Within ten business days my lifts arrived. As I raced up the elevator to my apartment, I opened the box only to become deeply disappointed. These lifts were simply a soft rubber wedge that appeared very narrow particularly for my wide flipper-like feet, and the ridiculous thing was that it is impossible to put your foot inside a shoe that has a four inch lift in it. When Chad returned home that evening he found me on the bedroom floor in a sea of shoes, jamming my expensive English wedges into every pair of shoes I owned. He winced quietly and walked away. Hours later, I emerged from my room exasperated. All my efforts to gain several vital inches had failed. So I decided to accept the loss and throw out those stupid lifts. Marching through the kitchen, I passed Chad paring and apple with a knife. That’s when the light bulb went off. I grabbed the knife from his hand and began sawing my wedges so that instead of four inches they were now fitfully two. It was a stroke of brilliance. My new lifts nestled perfectly into every shoe I owned. All had not been lost. I could live with being 5’9′. Anything is better than 5’7”.
When the invitation to the Advocate Magazine Party arrived, I knew that would be the perfect occasion for me to try out my new and improved wedges. No more staring at slender knee caps in tights pants that cut off at the ankles. Now I could look those tall, young gays in the eye and feel superior to those Pocket Gays who enjoy being dominated by taller men. I felt liberated like Norma Rae. No tall gay man was going to use me as a crutch, resting their arm on my shoulder for support or tussling my hair as if I was a child. I am no tall gay man’s child!

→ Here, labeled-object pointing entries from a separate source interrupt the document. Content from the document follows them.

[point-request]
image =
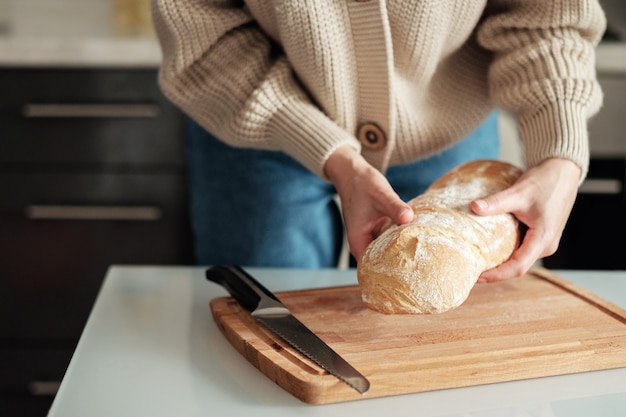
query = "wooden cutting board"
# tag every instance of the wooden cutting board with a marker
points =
(534, 326)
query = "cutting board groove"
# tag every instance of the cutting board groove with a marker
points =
(533, 326)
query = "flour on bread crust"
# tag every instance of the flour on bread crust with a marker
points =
(432, 264)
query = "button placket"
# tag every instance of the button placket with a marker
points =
(371, 136)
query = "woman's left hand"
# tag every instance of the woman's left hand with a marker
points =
(542, 199)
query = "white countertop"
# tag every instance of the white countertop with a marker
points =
(151, 348)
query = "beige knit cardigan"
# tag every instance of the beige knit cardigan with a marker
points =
(301, 76)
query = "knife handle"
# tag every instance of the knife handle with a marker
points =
(245, 289)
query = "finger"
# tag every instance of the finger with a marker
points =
(506, 201)
(520, 261)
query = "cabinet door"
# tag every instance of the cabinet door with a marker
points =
(87, 117)
(60, 233)
(594, 235)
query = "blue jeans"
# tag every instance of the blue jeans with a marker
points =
(262, 208)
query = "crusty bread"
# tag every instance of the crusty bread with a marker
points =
(432, 264)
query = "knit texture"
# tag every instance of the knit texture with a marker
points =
(301, 76)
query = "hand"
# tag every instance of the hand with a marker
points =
(367, 199)
(542, 199)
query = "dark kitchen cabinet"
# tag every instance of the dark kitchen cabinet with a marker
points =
(594, 235)
(92, 173)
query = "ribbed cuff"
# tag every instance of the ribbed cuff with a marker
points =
(309, 135)
(559, 131)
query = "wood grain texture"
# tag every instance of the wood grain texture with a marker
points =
(533, 326)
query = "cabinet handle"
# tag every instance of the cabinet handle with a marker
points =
(134, 213)
(34, 110)
(43, 388)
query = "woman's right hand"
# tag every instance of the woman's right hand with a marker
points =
(367, 199)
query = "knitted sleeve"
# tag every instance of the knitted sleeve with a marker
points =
(544, 72)
(222, 70)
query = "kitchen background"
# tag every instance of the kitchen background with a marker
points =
(92, 173)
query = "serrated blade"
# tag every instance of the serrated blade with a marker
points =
(309, 344)
(267, 309)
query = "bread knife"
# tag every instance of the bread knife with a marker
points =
(268, 310)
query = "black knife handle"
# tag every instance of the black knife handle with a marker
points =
(241, 285)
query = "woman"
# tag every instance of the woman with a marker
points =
(373, 99)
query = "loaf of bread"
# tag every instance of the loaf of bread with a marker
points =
(431, 264)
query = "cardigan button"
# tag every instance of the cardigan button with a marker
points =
(371, 136)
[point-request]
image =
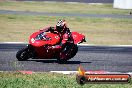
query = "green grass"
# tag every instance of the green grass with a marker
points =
(61, 7)
(103, 31)
(48, 80)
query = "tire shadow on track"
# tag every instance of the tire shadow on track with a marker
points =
(55, 61)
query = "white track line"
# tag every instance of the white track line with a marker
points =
(78, 44)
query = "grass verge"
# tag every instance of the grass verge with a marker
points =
(61, 7)
(48, 80)
(102, 31)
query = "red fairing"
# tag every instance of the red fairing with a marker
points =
(78, 37)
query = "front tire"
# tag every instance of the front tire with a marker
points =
(22, 54)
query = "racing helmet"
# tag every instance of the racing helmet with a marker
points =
(60, 25)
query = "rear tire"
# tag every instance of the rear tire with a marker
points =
(22, 54)
(68, 53)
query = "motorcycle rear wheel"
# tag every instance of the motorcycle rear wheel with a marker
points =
(22, 54)
(64, 56)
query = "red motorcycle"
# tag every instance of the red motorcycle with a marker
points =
(39, 42)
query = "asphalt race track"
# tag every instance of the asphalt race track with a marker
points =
(82, 1)
(104, 58)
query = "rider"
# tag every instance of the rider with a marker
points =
(63, 31)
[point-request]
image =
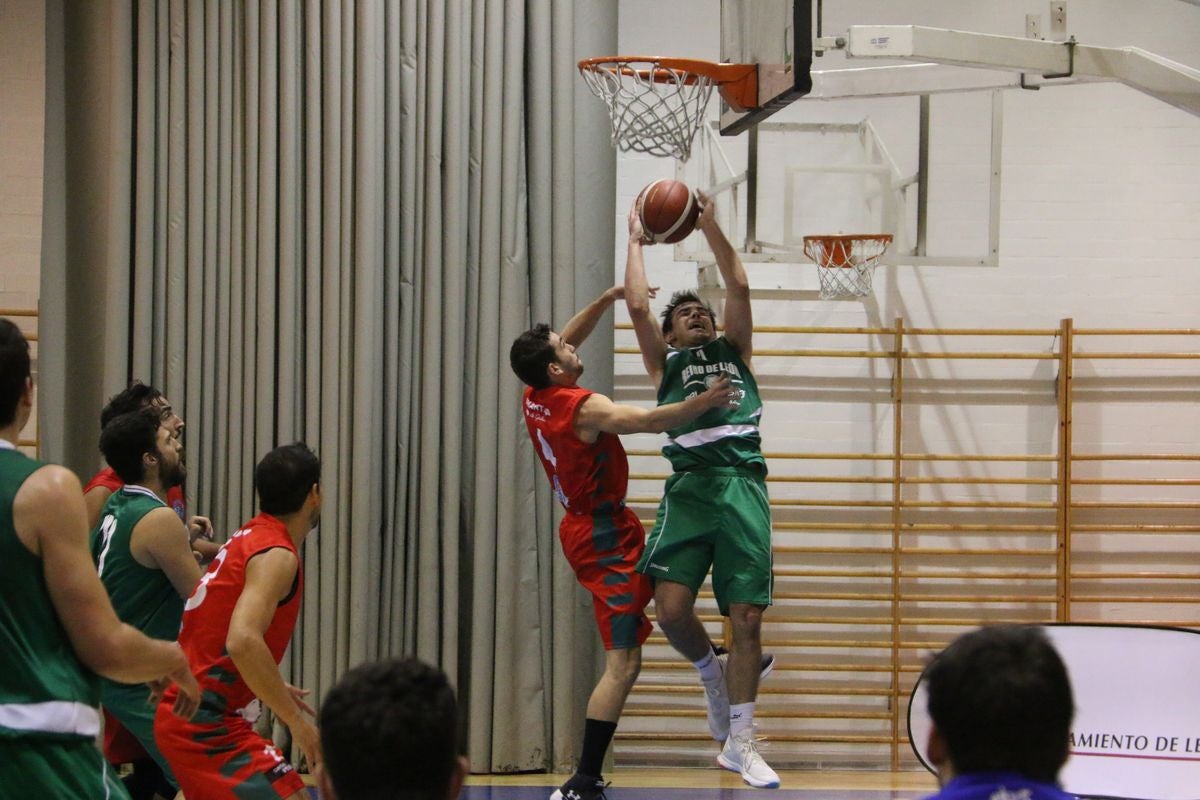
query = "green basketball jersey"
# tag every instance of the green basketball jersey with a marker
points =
(142, 596)
(720, 437)
(45, 690)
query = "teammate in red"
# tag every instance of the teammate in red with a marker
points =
(237, 625)
(574, 432)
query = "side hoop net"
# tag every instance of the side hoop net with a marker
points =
(657, 104)
(846, 262)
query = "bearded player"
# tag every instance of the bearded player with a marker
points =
(714, 511)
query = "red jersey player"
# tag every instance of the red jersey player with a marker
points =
(574, 432)
(237, 625)
(120, 746)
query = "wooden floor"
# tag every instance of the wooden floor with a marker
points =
(647, 783)
(635, 783)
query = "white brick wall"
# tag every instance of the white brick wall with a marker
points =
(22, 100)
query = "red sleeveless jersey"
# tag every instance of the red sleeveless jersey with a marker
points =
(587, 477)
(108, 479)
(210, 607)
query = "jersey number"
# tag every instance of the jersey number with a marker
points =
(547, 452)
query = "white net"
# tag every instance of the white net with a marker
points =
(846, 263)
(654, 109)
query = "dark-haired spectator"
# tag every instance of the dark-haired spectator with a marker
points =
(390, 729)
(1001, 705)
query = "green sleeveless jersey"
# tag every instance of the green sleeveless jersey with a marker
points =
(142, 596)
(720, 437)
(45, 690)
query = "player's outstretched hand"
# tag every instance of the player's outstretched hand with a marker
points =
(636, 234)
(298, 695)
(707, 217)
(721, 394)
(618, 292)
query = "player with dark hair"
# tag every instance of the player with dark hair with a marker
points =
(574, 432)
(143, 558)
(237, 625)
(107, 481)
(719, 512)
(145, 779)
(399, 713)
(1001, 704)
(58, 629)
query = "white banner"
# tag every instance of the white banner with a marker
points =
(1137, 729)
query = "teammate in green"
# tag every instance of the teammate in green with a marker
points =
(714, 511)
(142, 553)
(58, 629)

Dressed up in my best suit and new heels, I entered the party and began working the room. But over the course of the evening my serrated wedges starting digging into the soles of my feet, and with every step I took, my face winced with pain. Even though I tried my best to hide my agony, it was all becoming too difficult to manage. “Are you okay?” asked Chad.
“No,” I barked. “My feet are killing me.”
“I’m wearing those lifts.”
“Oh my God,” he said rolling his eyes in frustration. “Well I seriously suggest you go to the bathroom and discretely remove your pumps because your face has the expression of someone in an advanced stage of constipation.”
“Thank you,” I said sarcastically as I limped away. “I hate tall people.”